Man, do women ever get a raw deal in the Bible. This is the best: Israel's (Jacob's) family is on the move again (again?!) and Rachel goes into "hard labour," (Gen 35:16) which implies that there is an alternative "easy labour" to be had. Rachel is a little distressed to say the least but the midwife has some comforting words for her: "Fear not; for now you will have another son" (Gen 35:17). It's fine that she might die or rip herself open between her vagina and anus during labour because she'll be gifting another male to the world. And... she dies. Israel is sad but cheers himself up by getting with his father's concubine.
Isaac dies, aged one hundred and eighty years old, and his sons bury him. No mention of any sort of wake or assorted cold-cut platter.
Genesis 36 contained way too many names for me to regurgitate. It names the descendents of Esau. Boring. Let's push on.

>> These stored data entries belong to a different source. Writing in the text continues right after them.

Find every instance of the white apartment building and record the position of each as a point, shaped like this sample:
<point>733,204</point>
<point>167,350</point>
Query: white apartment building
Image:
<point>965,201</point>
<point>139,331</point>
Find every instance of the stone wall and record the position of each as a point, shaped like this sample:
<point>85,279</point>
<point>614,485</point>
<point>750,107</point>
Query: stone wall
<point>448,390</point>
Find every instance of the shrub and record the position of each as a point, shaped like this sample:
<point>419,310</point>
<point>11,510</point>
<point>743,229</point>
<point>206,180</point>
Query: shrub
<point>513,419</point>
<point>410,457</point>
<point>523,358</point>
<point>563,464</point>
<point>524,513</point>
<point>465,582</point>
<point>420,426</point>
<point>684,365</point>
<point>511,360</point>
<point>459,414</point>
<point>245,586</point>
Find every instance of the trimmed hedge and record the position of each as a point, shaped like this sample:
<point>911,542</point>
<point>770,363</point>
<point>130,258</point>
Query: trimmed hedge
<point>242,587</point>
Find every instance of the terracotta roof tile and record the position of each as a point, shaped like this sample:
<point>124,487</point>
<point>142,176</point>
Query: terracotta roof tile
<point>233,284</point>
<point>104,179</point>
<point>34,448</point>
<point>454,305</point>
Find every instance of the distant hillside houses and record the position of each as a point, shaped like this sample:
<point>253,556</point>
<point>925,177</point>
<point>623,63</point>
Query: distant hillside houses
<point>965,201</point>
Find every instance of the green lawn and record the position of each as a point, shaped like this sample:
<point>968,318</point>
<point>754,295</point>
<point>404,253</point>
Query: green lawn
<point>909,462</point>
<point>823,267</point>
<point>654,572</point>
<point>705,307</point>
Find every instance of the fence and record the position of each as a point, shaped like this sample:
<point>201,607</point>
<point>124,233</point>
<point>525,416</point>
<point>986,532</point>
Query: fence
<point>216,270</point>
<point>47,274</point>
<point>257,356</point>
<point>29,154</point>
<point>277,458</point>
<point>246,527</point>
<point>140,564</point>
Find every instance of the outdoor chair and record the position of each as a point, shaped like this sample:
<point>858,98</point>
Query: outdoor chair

Things start cooking again in Genesis 37 when Joseph, from Joseph and the Amazing Technicolour Dreamcoat, arrives on the scene. Joseph, aged sixteen at this point in the story, is Israel's son and definitely his father's favourite. Israel makes no secret of this and gives him a robe with long sleeves (which all teenaged boys love). Joseph's brothers are jealous of him but Joseph doesn't really pick up on this because he keeps bragging about some dream about wheat sheaves that supposedly symbolizes that he'll rule over them one day. So they decide to kill him and throw him into a pit. I should mention that everyone's on board for this except for one of the brothers, Rueben.
They almost do kill him but a caravan of Ishmaelites comes along and they decide to sell him to them instead for twenty shekels. I tried to look up what a shekel was but since I don't know if the coins were gold or silver, I can't tell how much twenty is worth. It's possible that the shekels weren't coins at all but a measure of barley. Interesting.
Joseph's brothers took his robe before they sold him and what they do with it is dip it in goat blood so that when they show it to Israel he thinks his son is dead, specifically killed by a wild beast. All this over a stupid robe.